After eating, Yang Yang spends most of his time sleeping, and he sleeps for more than 20 hours a day. So, most of the time I'm alone. I don't know why, after staying for a long time, I started to get scared, because the room was so quiet, it seemed like I was the only one in the world! If I fell asleep, I would have nightmares, and if I was awake, I would always hear a strange sound in my ears, a sound of dust falling or time passing, or a sound of another dimension. Although I am a materialist, loneliness still brings me great fear, and I often do not feel the breath of the world. Strangely enough, when I look at Yangyang's sleeping face, I also feel scared, because he often lies there motionless, like a rag doll or a scary baby specimen! Sometimes I can't help but put my fingers under his nostrils, feel his breath, and only relax when I am sure he is breathing properly.
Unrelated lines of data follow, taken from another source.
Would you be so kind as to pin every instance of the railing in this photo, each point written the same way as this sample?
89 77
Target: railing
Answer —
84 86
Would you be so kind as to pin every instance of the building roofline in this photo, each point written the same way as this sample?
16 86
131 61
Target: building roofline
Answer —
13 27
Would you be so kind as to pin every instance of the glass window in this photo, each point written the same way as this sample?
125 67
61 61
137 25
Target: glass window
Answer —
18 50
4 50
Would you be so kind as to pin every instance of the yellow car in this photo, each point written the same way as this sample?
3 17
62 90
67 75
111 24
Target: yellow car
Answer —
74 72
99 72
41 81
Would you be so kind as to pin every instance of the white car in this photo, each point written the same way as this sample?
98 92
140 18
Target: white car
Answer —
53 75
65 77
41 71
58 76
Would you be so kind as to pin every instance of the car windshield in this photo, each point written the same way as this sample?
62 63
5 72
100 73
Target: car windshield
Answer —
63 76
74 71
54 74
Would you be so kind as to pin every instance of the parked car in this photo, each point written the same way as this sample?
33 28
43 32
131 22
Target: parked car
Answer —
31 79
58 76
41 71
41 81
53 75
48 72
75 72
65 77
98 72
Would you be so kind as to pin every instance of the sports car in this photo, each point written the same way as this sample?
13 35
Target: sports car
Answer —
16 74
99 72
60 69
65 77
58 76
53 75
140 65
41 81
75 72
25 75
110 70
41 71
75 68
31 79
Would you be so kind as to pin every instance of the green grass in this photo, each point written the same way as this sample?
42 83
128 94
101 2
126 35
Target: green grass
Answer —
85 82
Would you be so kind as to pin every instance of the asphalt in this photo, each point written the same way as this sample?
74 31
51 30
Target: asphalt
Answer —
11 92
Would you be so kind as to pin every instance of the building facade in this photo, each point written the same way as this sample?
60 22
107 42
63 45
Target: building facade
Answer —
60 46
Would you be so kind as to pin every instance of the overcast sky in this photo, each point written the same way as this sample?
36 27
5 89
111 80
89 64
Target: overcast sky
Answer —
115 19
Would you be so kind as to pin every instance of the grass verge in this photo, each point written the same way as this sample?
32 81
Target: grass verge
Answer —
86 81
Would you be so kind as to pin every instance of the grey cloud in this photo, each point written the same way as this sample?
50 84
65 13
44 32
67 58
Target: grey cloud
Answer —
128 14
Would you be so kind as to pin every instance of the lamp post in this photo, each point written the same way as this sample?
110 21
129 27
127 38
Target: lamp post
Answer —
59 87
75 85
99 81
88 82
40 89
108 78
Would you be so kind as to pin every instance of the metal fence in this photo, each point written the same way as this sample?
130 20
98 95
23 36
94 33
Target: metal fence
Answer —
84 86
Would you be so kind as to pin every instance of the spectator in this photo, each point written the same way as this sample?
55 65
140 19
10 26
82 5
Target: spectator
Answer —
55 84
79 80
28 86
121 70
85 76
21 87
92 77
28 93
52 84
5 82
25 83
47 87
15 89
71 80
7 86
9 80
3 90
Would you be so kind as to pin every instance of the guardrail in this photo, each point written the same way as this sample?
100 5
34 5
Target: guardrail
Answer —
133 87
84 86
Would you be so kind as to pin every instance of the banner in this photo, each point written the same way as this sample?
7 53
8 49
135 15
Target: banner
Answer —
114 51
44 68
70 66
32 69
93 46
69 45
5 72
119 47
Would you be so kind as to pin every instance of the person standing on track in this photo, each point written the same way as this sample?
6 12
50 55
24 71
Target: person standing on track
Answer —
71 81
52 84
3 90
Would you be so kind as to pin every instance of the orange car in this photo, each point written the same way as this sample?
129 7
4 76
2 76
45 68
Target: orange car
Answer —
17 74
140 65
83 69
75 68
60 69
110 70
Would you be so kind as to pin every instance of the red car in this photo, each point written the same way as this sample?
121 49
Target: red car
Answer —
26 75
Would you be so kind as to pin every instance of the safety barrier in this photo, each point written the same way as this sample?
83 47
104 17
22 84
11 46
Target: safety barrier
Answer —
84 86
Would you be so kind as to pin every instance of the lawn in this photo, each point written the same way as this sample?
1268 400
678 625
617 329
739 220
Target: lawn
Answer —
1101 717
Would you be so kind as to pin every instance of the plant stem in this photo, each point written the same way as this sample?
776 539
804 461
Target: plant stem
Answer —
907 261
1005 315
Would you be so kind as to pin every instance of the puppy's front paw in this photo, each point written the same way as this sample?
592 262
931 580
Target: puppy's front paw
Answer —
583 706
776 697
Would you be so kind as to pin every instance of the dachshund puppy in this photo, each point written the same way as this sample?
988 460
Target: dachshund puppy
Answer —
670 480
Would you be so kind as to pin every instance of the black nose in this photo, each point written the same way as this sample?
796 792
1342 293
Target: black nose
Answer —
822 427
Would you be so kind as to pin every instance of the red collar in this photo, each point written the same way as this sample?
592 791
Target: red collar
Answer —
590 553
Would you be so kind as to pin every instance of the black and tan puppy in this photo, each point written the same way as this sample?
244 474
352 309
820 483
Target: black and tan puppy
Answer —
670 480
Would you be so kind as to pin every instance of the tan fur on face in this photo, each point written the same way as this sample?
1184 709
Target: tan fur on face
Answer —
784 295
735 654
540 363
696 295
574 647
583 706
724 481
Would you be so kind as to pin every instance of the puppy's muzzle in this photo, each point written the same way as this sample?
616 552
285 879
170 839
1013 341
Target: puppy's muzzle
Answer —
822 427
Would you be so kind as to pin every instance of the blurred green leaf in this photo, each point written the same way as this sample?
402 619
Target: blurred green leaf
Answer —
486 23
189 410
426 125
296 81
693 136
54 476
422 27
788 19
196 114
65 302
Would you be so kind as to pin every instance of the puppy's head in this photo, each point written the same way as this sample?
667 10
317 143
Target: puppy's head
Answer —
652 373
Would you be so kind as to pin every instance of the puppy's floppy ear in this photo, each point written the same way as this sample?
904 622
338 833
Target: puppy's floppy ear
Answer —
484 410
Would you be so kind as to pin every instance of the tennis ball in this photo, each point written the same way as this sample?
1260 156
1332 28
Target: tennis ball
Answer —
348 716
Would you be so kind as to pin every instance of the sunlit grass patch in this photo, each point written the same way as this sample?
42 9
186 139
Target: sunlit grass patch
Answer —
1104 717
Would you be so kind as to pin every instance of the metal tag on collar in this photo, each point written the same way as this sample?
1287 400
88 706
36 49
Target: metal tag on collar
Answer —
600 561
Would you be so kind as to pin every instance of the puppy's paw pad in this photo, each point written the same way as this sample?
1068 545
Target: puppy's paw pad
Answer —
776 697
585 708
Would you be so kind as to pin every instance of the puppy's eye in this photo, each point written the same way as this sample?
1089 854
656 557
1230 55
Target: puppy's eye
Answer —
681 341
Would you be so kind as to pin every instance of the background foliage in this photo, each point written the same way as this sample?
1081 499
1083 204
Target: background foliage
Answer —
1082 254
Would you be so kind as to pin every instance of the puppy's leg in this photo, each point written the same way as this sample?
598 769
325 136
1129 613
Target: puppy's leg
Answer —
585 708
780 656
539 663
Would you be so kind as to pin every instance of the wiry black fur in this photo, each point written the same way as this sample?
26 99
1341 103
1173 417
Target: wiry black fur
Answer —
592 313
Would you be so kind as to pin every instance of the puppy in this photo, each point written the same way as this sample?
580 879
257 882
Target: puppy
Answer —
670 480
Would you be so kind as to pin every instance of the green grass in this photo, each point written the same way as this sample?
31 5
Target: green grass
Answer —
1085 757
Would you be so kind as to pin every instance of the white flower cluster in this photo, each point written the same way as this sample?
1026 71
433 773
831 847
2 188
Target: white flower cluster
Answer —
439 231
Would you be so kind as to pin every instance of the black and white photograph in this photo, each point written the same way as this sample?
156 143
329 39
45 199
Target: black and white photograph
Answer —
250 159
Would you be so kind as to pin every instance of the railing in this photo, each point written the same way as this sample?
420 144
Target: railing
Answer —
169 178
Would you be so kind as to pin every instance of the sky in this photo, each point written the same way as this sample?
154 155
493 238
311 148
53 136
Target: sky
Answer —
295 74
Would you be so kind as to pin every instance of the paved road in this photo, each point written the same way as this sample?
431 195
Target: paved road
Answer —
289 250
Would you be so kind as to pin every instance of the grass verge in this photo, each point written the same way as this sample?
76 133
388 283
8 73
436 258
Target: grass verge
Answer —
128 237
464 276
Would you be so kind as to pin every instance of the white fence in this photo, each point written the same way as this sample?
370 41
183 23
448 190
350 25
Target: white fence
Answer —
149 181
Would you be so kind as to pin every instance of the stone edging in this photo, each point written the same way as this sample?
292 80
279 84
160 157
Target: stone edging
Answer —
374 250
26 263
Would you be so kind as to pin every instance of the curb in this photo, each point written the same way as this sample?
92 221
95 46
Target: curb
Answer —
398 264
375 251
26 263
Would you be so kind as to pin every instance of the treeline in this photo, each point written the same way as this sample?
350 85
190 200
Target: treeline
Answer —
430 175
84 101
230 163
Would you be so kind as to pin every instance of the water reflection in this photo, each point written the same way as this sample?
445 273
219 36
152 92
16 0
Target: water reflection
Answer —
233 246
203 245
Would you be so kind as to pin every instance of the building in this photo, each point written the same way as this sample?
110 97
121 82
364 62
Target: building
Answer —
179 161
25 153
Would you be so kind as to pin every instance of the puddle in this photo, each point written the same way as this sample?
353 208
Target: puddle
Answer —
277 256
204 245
When I was most scared, I had to deliberately push Yang Yang awake and let him accompany me. I even pinched him a few times, deliberately making him cry so that there would be some noise in the room. And, all day long, I would stare out doors and windows, and I always felt like something evil was coming in. I told Lu Tao how I felt. The answer he got from his mother was that we were not sincere enough in the Buddha's confession and that we should burn more incense. And the answer I got from the doctor was that I had postpartum depression. Lu Tao believed both, on the one hand, he insisted on offering incense to the Buddha every morning and evening, and on the other hand, he stopped business and stayed at home to accompany me. But with him by my side, I still feel very lonely, I still have nightmares at night, and my headaches still continue. We couldn't say three words a day, and I don't know why we became so strangers. So it was as if I was still the only one in the room.